Culhwch: "fer" as a pronunciation for "far" is usually in a context such as the following: "Go down t' rud a fer piece" for "Go down the road for a far distance" -- though here it may also be "fair" as well as "far"; "Fer 's I know" -- "As far as I know", etc.; so it's usually obvious from context.
Best ways, Dusty ... study the writers who use dialect, and pick out what sounds right... but try reading them aloud to capture the flavor; sight-reading them it may sound very oddly in your head, but pronounced, they often make perfectly good sense. Such writers as Scott, Buchan, Burns, etc., for Scots dialect, for instance, or some of the Southern Gothic writers for southern accents; David Grubb for West Virginia, etc. In doing dialects, though, it's best to stick with those you yourself have heard and taken note of. There are still people who use the old East Side or Brooklyn accents in writing about some parts of New York, and those have almost entirely died out (or altered beyond recognition) now. Remember, "dialects" in writing are essentially attempts to phonetically capture the speech of a particular region (or, in some cases, where you have a strongly stratified society, denote differences in class); so there's no hard-and-fast rule on them; the point is to listen very closely, and do the best you can to put on paper the sound you hear when they speak aloud.

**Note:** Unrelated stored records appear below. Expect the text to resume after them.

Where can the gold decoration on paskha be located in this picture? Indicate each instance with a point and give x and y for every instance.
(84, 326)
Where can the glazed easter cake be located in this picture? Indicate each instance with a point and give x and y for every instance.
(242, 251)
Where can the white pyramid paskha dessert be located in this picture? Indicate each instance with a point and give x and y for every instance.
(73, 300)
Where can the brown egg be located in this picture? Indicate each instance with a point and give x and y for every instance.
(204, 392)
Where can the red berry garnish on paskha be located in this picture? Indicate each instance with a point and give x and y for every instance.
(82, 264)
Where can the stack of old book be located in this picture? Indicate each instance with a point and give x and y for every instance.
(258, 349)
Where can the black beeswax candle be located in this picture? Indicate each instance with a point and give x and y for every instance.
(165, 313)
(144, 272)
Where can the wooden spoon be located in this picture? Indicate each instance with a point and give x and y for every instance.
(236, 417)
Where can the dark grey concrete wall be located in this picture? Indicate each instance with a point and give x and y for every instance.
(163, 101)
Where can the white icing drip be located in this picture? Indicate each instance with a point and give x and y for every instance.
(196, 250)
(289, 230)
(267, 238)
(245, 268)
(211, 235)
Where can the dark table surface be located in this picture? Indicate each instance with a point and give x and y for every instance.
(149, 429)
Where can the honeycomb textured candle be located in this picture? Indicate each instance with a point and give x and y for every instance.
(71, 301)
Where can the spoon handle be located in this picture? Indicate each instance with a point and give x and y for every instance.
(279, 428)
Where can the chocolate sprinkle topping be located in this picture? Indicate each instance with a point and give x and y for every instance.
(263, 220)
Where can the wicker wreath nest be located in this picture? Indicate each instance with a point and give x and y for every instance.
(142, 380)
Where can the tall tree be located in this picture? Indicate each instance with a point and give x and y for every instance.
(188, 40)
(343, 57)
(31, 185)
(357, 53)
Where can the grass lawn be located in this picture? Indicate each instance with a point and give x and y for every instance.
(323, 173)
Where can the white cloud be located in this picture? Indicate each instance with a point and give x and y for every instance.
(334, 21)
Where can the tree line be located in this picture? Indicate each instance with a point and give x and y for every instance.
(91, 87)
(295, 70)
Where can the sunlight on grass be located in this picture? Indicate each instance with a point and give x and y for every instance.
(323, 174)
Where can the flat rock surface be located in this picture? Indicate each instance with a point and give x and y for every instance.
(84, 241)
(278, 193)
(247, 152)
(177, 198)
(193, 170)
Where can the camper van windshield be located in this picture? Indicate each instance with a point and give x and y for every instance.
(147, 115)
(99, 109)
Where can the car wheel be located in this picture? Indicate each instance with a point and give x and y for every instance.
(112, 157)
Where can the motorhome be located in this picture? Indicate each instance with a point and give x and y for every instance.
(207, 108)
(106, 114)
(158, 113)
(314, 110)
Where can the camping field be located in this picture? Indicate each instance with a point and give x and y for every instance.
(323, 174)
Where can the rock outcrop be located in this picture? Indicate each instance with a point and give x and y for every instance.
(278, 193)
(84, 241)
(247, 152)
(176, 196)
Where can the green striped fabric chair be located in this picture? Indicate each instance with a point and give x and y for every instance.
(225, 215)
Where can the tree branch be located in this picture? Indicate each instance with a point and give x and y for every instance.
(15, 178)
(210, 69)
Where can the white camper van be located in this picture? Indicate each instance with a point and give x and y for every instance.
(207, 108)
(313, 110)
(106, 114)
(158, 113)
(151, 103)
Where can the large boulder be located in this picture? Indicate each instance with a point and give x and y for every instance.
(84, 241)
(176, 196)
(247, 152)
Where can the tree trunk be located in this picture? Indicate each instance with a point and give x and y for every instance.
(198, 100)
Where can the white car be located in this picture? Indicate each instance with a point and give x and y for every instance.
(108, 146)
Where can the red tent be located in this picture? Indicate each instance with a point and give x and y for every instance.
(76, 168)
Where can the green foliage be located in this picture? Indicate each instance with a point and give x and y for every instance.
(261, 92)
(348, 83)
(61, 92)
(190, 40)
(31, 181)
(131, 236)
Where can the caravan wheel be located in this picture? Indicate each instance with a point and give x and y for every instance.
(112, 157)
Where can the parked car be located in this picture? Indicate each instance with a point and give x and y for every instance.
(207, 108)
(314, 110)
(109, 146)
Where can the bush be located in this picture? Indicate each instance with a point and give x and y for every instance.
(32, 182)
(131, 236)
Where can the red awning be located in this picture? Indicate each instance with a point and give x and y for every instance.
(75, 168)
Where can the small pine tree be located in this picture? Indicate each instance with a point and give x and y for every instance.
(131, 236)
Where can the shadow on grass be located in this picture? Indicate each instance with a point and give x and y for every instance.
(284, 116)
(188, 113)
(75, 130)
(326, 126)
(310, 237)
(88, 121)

Also... though I like dialect myself, and find it adds tremendously to the feel of a place in a tale, it's best to go sparingly on it in modern writing, as most people have been taught via sight-reading, and dialects throw them for a loop; thus they tend to lose patience with them if they're either too thick or too frequent (this is a complaint lodged these days against both Buchan and Scott, though for many years their books were best-sellers; even those with very thick dialect, such as Redgauntlet and Witch Wood).